- Born: 30 November 1976 (age 49) Djibouti
- Occupations: linguist, scholar and playwright

Academic background
- Alma mater: Jean Monnet University, University of Burgundy and Institut National des Langues et Civilisations Orientales

Academic work
- Discipline: Linguistics
- Sub-discipline: French didactics
- Institutions: University of Djibouti
- Notable works: Un enfant a tout prix (A Child at Any Price), play
- Website: https://souad-kassim-mohamed.blog4ever.com/

= Souad Kassim Mohamed =

Djiboutian linguist (born 1976)

Souad Kassim Mohamed (سعاد قاسم محمد; born 30 November 1976) is a Djiboutian linguist, scholar and playwright.

== Biography ==
Mohamed was born in 1976. She studied in France at Jean Monnet University in Saint-Etienne, the University of Burgundy in Dijon, and the Institut National des Langues et Civilisations Orientales (INALCO) in Paris.

She has researched the cultural practices of Yemeni migrants in Ambouli, Djibouti, putting forward the theory that Ambouli Yemenis have taken a form of "social revenge" by studying French to become officials and landowners. Djibouti was formerly a French colony and attracted migration, particularly that of merchants, in the 20th century. Mohamed has also studied trends in oral traditions in the Horn of Africa.

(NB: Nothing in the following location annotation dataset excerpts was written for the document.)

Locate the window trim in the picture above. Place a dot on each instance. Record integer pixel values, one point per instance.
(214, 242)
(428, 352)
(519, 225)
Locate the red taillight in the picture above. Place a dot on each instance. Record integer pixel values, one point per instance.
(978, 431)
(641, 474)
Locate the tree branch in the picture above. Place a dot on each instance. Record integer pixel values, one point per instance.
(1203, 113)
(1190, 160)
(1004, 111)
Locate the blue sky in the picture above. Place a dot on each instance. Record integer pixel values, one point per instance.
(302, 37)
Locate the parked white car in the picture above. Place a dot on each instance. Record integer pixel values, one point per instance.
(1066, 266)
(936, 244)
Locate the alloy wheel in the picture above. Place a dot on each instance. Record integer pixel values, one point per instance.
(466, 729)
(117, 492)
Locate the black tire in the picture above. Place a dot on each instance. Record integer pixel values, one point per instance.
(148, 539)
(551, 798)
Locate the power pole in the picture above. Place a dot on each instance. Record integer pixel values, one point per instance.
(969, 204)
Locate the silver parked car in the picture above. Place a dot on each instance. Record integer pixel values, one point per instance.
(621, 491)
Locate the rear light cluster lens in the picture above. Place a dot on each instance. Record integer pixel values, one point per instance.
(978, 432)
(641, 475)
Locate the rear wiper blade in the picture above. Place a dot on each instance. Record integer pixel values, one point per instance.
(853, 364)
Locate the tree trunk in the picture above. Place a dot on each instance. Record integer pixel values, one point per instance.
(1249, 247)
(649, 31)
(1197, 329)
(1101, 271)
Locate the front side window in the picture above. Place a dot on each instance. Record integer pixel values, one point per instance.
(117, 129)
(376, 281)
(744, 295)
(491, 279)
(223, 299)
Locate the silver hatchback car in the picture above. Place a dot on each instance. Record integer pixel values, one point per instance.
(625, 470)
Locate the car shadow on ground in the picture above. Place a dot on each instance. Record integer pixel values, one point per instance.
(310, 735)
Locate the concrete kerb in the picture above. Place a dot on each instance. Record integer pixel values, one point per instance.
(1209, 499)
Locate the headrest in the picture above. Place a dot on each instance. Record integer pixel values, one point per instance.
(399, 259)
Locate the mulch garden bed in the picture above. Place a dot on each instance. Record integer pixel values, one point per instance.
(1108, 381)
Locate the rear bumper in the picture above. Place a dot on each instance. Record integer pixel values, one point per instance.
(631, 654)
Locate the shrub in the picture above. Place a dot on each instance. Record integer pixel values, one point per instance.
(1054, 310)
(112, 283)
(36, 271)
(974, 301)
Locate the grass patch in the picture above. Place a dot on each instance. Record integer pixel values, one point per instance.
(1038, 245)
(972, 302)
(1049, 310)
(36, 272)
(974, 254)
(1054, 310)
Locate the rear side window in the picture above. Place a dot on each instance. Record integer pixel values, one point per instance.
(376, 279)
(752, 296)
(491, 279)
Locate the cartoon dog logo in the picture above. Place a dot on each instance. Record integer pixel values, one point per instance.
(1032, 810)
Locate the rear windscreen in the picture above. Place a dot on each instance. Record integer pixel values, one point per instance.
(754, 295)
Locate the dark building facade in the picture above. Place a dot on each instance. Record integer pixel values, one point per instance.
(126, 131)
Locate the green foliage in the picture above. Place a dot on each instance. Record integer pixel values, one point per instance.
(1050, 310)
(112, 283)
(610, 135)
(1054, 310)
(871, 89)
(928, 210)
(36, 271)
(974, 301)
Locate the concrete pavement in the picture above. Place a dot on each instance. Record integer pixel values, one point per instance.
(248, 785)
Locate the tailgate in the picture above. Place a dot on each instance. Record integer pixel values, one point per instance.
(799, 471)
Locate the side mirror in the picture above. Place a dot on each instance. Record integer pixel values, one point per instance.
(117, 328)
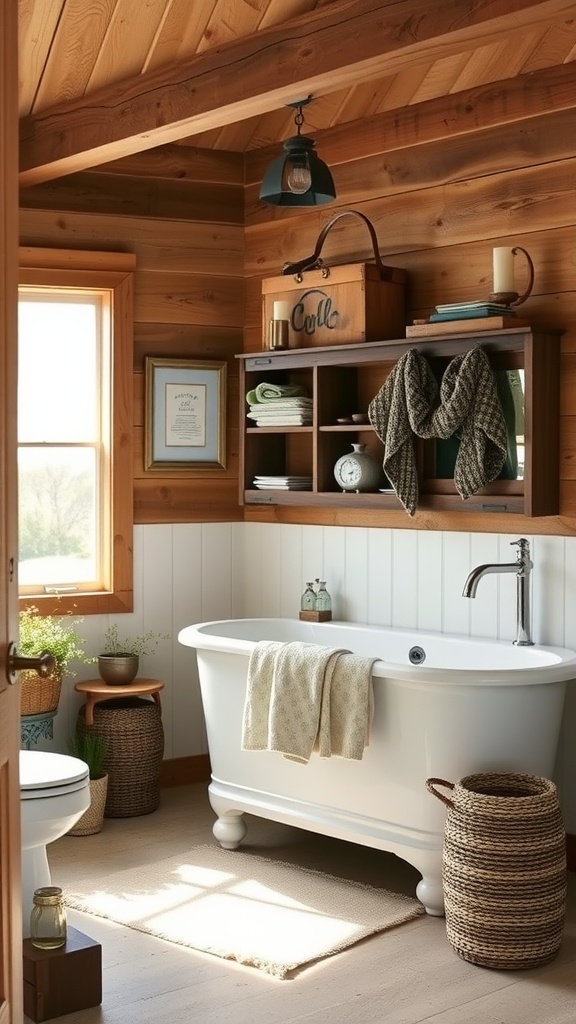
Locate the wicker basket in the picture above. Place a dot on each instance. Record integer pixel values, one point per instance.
(132, 728)
(503, 869)
(92, 819)
(39, 694)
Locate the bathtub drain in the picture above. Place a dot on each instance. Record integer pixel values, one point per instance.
(417, 655)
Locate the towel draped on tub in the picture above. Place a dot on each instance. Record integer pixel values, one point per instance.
(302, 697)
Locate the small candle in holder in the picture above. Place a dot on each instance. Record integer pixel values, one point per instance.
(281, 310)
(503, 269)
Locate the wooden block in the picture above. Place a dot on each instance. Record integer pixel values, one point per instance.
(467, 326)
(60, 981)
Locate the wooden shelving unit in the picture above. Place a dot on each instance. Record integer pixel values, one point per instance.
(343, 379)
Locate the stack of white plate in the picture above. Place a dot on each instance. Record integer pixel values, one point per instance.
(283, 482)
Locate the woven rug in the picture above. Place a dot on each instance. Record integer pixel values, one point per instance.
(263, 913)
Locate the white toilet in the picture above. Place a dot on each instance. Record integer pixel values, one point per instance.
(54, 794)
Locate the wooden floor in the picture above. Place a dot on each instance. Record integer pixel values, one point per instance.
(404, 976)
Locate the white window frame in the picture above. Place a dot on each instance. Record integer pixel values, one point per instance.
(113, 271)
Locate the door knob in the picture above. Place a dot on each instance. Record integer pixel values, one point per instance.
(44, 664)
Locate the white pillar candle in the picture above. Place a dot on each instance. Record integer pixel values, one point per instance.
(281, 310)
(503, 269)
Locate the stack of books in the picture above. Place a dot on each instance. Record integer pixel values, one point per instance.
(469, 310)
(459, 316)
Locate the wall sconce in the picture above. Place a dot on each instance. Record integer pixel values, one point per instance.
(298, 177)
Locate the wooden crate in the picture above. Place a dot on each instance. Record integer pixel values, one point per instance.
(60, 981)
(338, 305)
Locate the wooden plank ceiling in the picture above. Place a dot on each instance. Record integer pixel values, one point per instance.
(99, 81)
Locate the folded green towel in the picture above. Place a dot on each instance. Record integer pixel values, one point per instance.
(268, 392)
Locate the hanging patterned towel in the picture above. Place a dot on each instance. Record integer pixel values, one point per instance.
(407, 404)
(302, 697)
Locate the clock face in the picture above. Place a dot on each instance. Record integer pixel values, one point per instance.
(348, 472)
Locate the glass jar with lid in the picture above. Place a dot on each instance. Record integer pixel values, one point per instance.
(47, 921)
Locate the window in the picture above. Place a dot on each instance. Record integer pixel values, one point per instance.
(75, 430)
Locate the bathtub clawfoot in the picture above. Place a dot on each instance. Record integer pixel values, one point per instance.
(230, 830)
(430, 894)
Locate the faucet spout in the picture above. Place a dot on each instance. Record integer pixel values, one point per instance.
(522, 567)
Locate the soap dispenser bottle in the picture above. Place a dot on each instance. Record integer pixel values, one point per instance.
(307, 600)
(323, 599)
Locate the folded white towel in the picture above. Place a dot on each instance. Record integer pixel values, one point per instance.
(302, 697)
(282, 403)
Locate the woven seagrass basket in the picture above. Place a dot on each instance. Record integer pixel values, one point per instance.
(92, 819)
(39, 694)
(132, 728)
(503, 868)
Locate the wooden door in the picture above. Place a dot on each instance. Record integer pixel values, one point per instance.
(10, 912)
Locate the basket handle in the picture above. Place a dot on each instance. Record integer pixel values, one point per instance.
(315, 262)
(432, 782)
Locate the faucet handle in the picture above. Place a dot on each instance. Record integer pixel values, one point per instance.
(523, 555)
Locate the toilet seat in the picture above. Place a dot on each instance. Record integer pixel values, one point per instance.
(43, 774)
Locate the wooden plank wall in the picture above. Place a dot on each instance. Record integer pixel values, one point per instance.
(441, 196)
(180, 211)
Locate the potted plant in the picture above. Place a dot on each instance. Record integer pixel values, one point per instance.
(92, 749)
(119, 663)
(58, 635)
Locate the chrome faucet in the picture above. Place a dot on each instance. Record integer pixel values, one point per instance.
(522, 567)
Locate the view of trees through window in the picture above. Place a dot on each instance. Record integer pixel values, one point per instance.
(60, 442)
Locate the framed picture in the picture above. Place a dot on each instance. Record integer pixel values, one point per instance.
(184, 425)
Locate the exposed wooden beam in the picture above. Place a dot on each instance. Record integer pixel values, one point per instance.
(329, 48)
(546, 91)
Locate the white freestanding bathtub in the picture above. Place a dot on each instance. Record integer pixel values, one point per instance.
(469, 706)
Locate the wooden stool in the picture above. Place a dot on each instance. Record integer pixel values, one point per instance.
(132, 728)
(96, 689)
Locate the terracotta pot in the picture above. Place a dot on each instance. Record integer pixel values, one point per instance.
(118, 670)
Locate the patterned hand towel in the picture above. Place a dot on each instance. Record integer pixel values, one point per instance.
(347, 709)
(407, 404)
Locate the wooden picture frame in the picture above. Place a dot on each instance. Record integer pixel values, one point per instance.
(184, 415)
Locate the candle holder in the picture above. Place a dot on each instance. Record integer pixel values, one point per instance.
(513, 298)
(277, 336)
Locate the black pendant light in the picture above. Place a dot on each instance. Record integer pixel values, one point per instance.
(298, 177)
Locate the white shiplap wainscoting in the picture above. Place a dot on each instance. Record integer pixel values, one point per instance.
(407, 579)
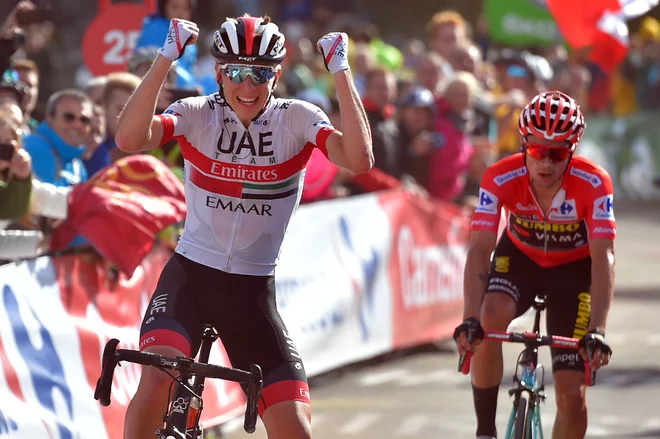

Mohamed has critiqued literary stereotypes of the sterile and cursed woman, through writing the play Un enfant a tout prix (A Child at Any Price), which explores the common belief that infertility in marriage must be the woman's problem.

With Marine Larocca of the French Institute of Djibouti, Mohamed published Teaching French in secondary schools in Djibouti: What place for linguistic variation? She has contributed to publications including Al-Shajarah: Journal of the International Institute of Islamic Thought and Civilisation (ISTAC).

She works as a senior lecturer in linguistics and French didactics at the University of Djibouti.